Vessels – Wolf And Cub

Label: 4Ad

It’s like stage hypnotism. Those first few swings of the pendulum seeming about as threatening as a damp kitten under general anaesthetic, you confident in your unshiftable immunity against attempts by entertainment ‘professionals’ (read ‘charlatans’) to take control of your senses, and so on. You are rocksteady, you are cynical, you are above it all. Until BANG! Your body betrays you, your sensibility breaks for the shadows and falls flat on its face and what remains is submerged into a vast warping bubble of unfamiliarity and – WHIZZ / KAPOW – you’re fighting off anonymous talons and claws, not to mention gyrating thunderously to a filthy beat that you can’t for the life of you remember where it came from.
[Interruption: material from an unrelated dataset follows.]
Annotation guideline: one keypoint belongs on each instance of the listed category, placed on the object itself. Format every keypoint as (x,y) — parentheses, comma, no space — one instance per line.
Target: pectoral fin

Welcome to Wolf & Cub’s vessel.

The title track opens the record with almost 7 minutes of claustrophobic, threatening bass-heavy repetition, cracked into submission by a relentless snare beat and surging effects pedal manipulation. It’s all very blunt, it’s all unforgiving and above all else it’s really quite ‘XTRMNTR’. If indifference or resistance is what you greet the track with, you’ll have lost your house in a round of poker by the end. It is very persuasive. This is not future-rock though, not really. It doesn’t get far past the end of the 70s, it’s simply music with intent played intensely. Battery by riff, and by firm dance beat.     

From the Spiritualized-esque weightless feedback strewn soundscape of ‘Hammond’ at the lightest end and the howling Hendrix/Zeppelin riff-off of ‘Seeds Of Doubt’ at the other, to the bold Public Image Limited and Gang Of Four funk rhythms of disco-slaying ‘This Mess’ this is a record that never loosens its grip, bullying your pulse into obedience. And through its shifting points of reference it retains a keenness that albums by the likes of The Rapture and Radio 4 just can’t seem to quite sustain. Now, when I click my fingers you will wake up as if nothing ever happened. But you’ll still be tapping your feet.